Any help would be much appreciated.,


----------



## oshytisjp (Apr 21, 2009)

you might be talking bout these here 

http://www.taillightking.com/images/LED_Lights/38019_BlueLED_wwNozzle_Combined.jpg


they work hooked up on the headlights or a switch .. but they look nasty after a while plus i think its illegal to have red or blue ... as far as buying them u can get them here CanKurd.com - Home hope that works for you and that i answered your question


----------



## iforc (Jun 16, 2006)

yeah my brother got a ticket for having them. I did not know anyone still drove around with those things. I used to think they were cool too. But oshytisjp is right they look bad after a while and I think they are kind of juvenile.
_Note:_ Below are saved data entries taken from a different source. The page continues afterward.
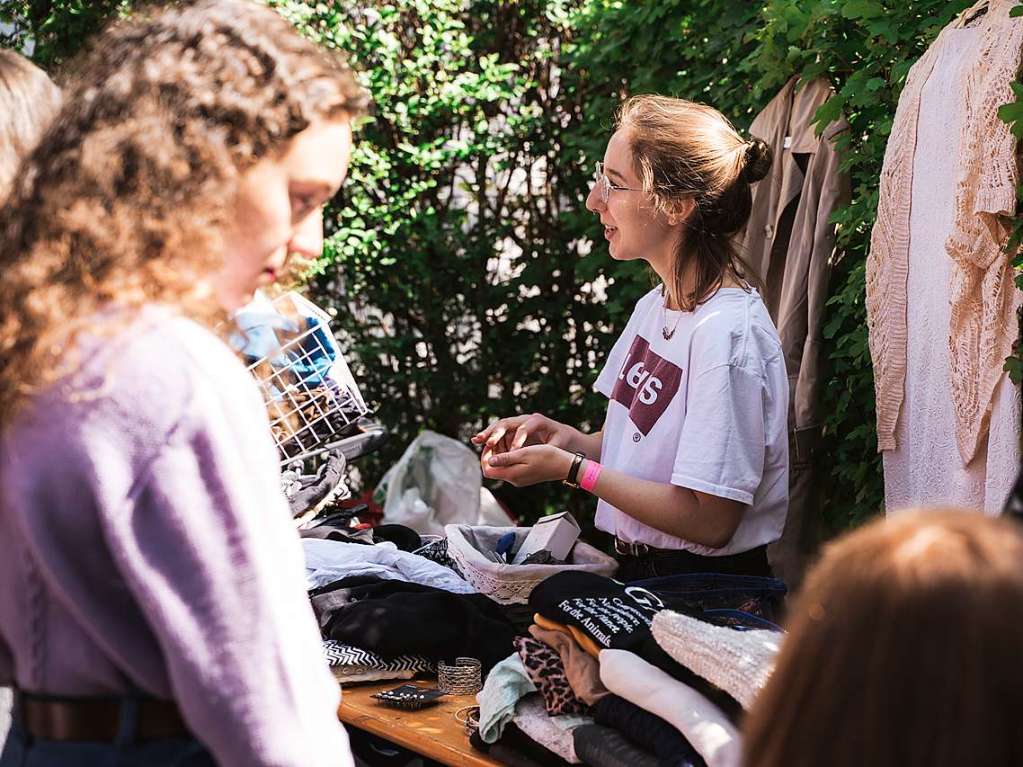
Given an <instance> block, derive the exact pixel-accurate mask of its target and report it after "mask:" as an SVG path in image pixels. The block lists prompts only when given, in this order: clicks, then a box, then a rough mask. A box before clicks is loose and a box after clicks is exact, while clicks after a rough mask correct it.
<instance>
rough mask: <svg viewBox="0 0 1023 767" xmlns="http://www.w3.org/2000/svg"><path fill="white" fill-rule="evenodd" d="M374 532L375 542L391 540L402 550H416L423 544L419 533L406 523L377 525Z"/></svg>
mask: <svg viewBox="0 0 1023 767" xmlns="http://www.w3.org/2000/svg"><path fill="white" fill-rule="evenodd" d="M372 533H373V543H381V542H382V541H390V542H391V543H393V544H394V545H395V546H397V547H398V548H399V549H401V550H402V551H415V550H416V549H417V548H421V546H422V539H421V538H420V537H419V534H418V533H416V532H415V531H414V530H412V529H411V528H406V527H405V526H404V525H377V526H376V527H375V528H373V529H372Z"/></svg>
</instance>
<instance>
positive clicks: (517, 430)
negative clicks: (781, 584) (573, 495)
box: [473, 96, 789, 580]
mask: <svg viewBox="0 0 1023 767" xmlns="http://www.w3.org/2000/svg"><path fill="white" fill-rule="evenodd" d="M769 166H770V149H769V147H767V146H766V144H764V143H763V142H762V141H760V140H758V139H754V140H751V141H746V140H744V139H743V138H742V137H741V136H740V135H739V134H738V133H737V132H736V130H735V128H732V126H731V125H730V123H728V121H727V120H726V119H725V118H724V117H723V116H722V115H721V114H720V112H719V111H717V110H716V109H713V108H711V107H709V106H705V105H703V104H698V103H694V102H692V101H684V100H681V99H674V98H667V97H664V96H635V97H632V98H630V99H628V100H627V101H626V102H625V103H624V104H623V106H622V108H621V110H620V112H619V116H618V121H617V130H616V131H615V133H614V135H613V136H612V137H611V140H610V141H609V142H608V148H607V150H606V151H605V155H604V163H601V164H597V167H596V174H595V178H594V183H593V187H592V189H591V190H590V192H589V196H588V197H587V199H586V208H587V209H589V210H590V211H592V212H593V213H595V214H596V215H597V216H598V217H599V219H601V223H603V224H604V227H605V230H604V234H605V237H606V238H607V240H608V243H609V247H610V251H611V256H612V258H614V259H617V260H620V261H631V260H634V259H642V260H643V261H646V262H647V263H648V264H650V266H651V268H653V270H654V271H655V272H656V273H657V275H658V277H660V280H661V284H660V285H659V286H658V287H656V288H654V289H653V290H651V291H650V292H649V294H647V296H644V297H643V298H642V299H640V301H639V303H638V304H637V305H636V308H635V310H634V311H633V313H632V317H631V318H630V319H629V322H628V324H627V325H626V327H625V330H624V332H623V333H622V335H621V337H619V340H618V342H617V343H616V344H615V346H614V348H613V349H612V351H611V354H610V355H609V357H608V360H607V362H606V364H605V367H604V370H603V371H602V372H601V375H599V377H598V378H597V380H596V390H597V391H599V392H601V393H602V394H604V395H605V396H606V397H608V399H609V403H608V413H607V417H606V419H605V423H604V428H603V430H602V431H601V432H597V433H595V434H583V433H582V432H580V431H578V430H576V428H574V427H572V426H569V425H567V424H564V423H559V422H558V421H554V420H552V419H550V418H547V417H546V416H543V415H539V414H533V415H519V416H515V417H510V418H501V419H500V420H498V421H496V422H494V423H492V424H490V425H489V426H488V427H487V428H485V430H484V431H483V432H480V433H479V434H478V435H476V436H475V437H474V438H473V441H474V442H475V443H477V444H480V445H484V450H483V456H482V463H483V471H484V475H485V476H486V477H488V478H492V479H499V480H504V481H506V482H510V483H511V484H514V485H531V484H534V483H537V482H545V481H558V480H564V481H566V482H568V483H569V484H572V485H578V486H579V487H582V488H583V489H585V490H588V491H589V492H591V493H593V494H594V495H596V496H597V497H598V499H599V501H598V503H597V508H596V526H597V527H598V528H599V529H602V530H605V531H607V532H608V533H611V534H612V535H614V536H615V549H616V551H617V553H618V554H619V560H620V562H621V569H620V570H619V577H620V578H622V579H624V580H636V579H640V578H648V577H654V576H663V575H671V574H675V573H683V572H710V573H736V574H745V575H769V574H770V568H769V566H768V563H767V554H766V545H767V544H768V543H770V542H771V541H774V540H776V539H777V538H779V537H780V536H781V534H782V529H783V528H784V526H785V516H786V511H787V508H788V473H789V458H788V452H789V451H788V427H787V415H788V403H789V388H788V377H787V375H786V369H785V359H784V357H783V354H782V346H781V343H780V341H779V337H777V331H776V329H775V328H774V325H773V324H772V322H771V320H770V317H769V316H768V314H767V309H766V308H765V306H764V304H763V301H761V299H760V296H759V294H758V292H757V291H756V289H755V288H754V287H752V286H751V284H750V281H749V276H750V275H749V272H748V271H747V269H746V268H745V267H744V265H743V263H742V261H741V259H740V258H739V256H738V254H737V253H736V250H735V245H733V243H732V236H733V235H735V234H736V233H737V232H738V231H740V230H741V229H742V228H743V226H744V225H745V224H746V221H747V220H748V218H749V215H750V208H751V193H750V184H752V183H755V182H756V181H759V180H760V179H761V178H763V177H764V175H765V174H766V172H767V170H768V168H769Z"/></svg>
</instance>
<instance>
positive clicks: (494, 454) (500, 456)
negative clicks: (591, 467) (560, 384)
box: [481, 416, 575, 487]
mask: <svg viewBox="0 0 1023 767" xmlns="http://www.w3.org/2000/svg"><path fill="white" fill-rule="evenodd" d="M541 417H542V416H541ZM508 420H510V419H508ZM574 457H575V456H574V455H573V454H572V453H570V452H569V451H567V450H564V449H562V448H560V447H555V446H553V445H551V444H546V445H530V446H528V447H517V448H513V449H510V450H506V451H504V452H501V453H493V454H491V453H489V452H488V450H484V452H483V458H482V460H481V463H482V465H483V476H484V477H486V478H487V479H490V480H503V481H504V482H507V483H509V484H511V485H515V486H516V487H523V486H524V485H535V484H536V483H538V482H551V481H553V480H564V479H565V478H566V477H568V473H569V469H570V468H571V467H572V460H573V458H574Z"/></svg>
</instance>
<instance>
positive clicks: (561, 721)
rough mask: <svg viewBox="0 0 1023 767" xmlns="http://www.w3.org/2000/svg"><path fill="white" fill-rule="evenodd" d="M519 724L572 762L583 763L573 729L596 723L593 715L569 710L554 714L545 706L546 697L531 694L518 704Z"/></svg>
mask: <svg viewBox="0 0 1023 767" xmlns="http://www.w3.org/2000/svg"><path fill="white" fill-rule="evenodd" d="M513 721H514V722H515V726H516V727H518V728H519V729H521V730H522V731H523V733H524V734H526V735H527V736H528V737H529V738H531V739H533V740H535V741H536V742H538V743H539V745H540V746H542V747H543V748H544V749H546V750H547V751H549V752H550V753H552V754H557V755H558V756H560V757H561V758H562V759H564V760H565V761H566V762H570V763H571V764H582V760H581V759H579V757H577V756H576V753H575V739H574V738H573V737H572V730H574V729H575V728H576V727H579V726H580V725H583V724H592V723H593V718H592V717H584V716H577V715H573V714H566V715H562V716H557V717H552V716H550V715H549V714H547V710H546V709H545V708H544V707H543V697H541V696H540V695H527V696H526V697H524V698H522V700H521V701H520V702H519V704H518V705H517V706H516V708H515V719H514V720H513Z"/></svg>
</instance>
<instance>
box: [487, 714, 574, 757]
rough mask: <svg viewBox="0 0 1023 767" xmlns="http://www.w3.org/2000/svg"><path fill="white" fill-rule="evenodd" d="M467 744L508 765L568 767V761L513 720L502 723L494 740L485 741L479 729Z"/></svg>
mask: <svg viewBox="0 0 1023 767" xmlns="http://www.w3.org/2000/svg"><path fill="white" fill-rule="evenodd" d="M469 745H470V746H472V747H473V748H474V749H476V750H477V751H480V752H483V753H484V754H487V755H488V756H490V757H491V758H493V759H494V760H495V761H497V762H500V763H501V764H505V765H509V767H568V765H569V764H570V763H569V762H567V761H565V760H564V759H562V758H561V757H560V756H558V755H557V754H553V753H552V752H550V751H548V750H547V749H545V748H544V747H542V746H540V743H538V742H536V740H534V739H533V738H531V737H530V736H529V735H527V734H526V733H525V732H523V731H522V730H521V729H519V728H518V727H517V726H516V725H515V722H508V723H507V724H506V725H504V730H503V732H501V736H500V737H499V738H498V739H497V741H496V742H493V743H487V742H484V741H483V738H482V737H480V732H479V730H474V731H473V734H472V735H470V736H469Z"/></svg>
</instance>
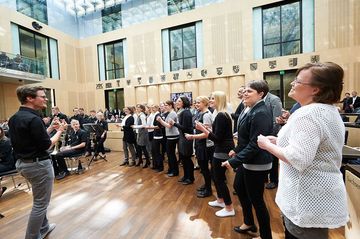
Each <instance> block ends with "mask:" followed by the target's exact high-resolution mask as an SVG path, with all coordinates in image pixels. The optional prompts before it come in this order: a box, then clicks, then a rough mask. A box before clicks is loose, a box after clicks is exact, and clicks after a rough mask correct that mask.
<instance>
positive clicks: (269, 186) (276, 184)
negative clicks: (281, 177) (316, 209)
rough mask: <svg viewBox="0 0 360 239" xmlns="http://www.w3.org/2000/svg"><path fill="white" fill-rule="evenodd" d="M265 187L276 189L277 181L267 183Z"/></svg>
mask: <svg viewBox="0 0 360 239" xmlns="http://www.w3.org/2000/svg"><path fill="white" fill-rule="evenodd" d="M265 188H266V189H274V188H277V183H273V182H271V183H268V184H266V186H265Z"/></svg>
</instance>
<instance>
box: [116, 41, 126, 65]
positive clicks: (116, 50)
mask: <svg viewBox="0 0 360 239" xmlns="http://www.w3.org/2000/svg"><path fill="white" fill-rule="evenodd" d="M114 50H115V68H116V69H118V68H124V56H123V45H122V42H118V43H115V44H114Z"/></svg>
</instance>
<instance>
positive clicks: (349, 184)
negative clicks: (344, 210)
mask: <svg viewBox="0 0 360 239" xmlns="http://www.w3.org/2000/svg"><path fill="white" fill-rule="evenodd" d="M345 185H346V193H347V201H348V208H349V216H350V221H349V222H348V223H347V225H346V226H345V238H348V239H350V238H359V236H360V204H359V202H360V178H359V177H358V176H356V175H355V174H353V173H352V172H350V171H348V170H346V173H345Z"/></svg>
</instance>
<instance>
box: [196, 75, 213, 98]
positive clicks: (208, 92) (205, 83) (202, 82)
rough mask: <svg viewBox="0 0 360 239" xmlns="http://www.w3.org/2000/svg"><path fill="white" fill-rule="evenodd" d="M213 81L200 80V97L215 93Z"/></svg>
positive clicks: (209, 80)
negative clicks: (211, 92)
mask: <svg viewBox="0 0 360 239" xmlns="http://www.w3.org/2000/svg"><path fill="white" fill-rule="evenodd" d="M213 91H214V89H213V80H212V79H208V80H200V81H199V95H206V96H209V95H210V94H211V92H213Z"/></svg>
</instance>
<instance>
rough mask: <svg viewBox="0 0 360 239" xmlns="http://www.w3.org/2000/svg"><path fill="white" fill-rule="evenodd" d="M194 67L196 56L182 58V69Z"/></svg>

But you did not ask for my opinion so...


----------



## oshytisjp (Apr 21, 2009)

now now iforc dont be so hard on your self bro we like to hear opinions good or bad ones .. lol but hey look at the bright side man we warned him b4 he actually did it there for we saved him money on a ticket and let him know they kinda look tacky after a while.... but hey man if u want your car to look nice at night i sugest go with LED's all over inside and out .. as far as ( licence plates,dome lights, glove compartment, door lights inside, side markers, brake lights,turn signals) i got a kick azz place to buy them all my friends bought from them and no complaints nothing but good things to say bout them ... V-LEDS u will be happy so go big or go home


----------



## gabe74gt (Oct 8, 2009)

thats not a good idea to ask for. you might have to suffer questions from traffic cops on that. actually those are laser lights with different colors.


----------



## verycooljdm (Dec 7, 2010)

There are "scanners" that look like nightrider lights.


----------



## Jenny2 (Mar 15, 2011)

I am also unknown about the blue lights on the hood/bonnet I want to know about this..


----------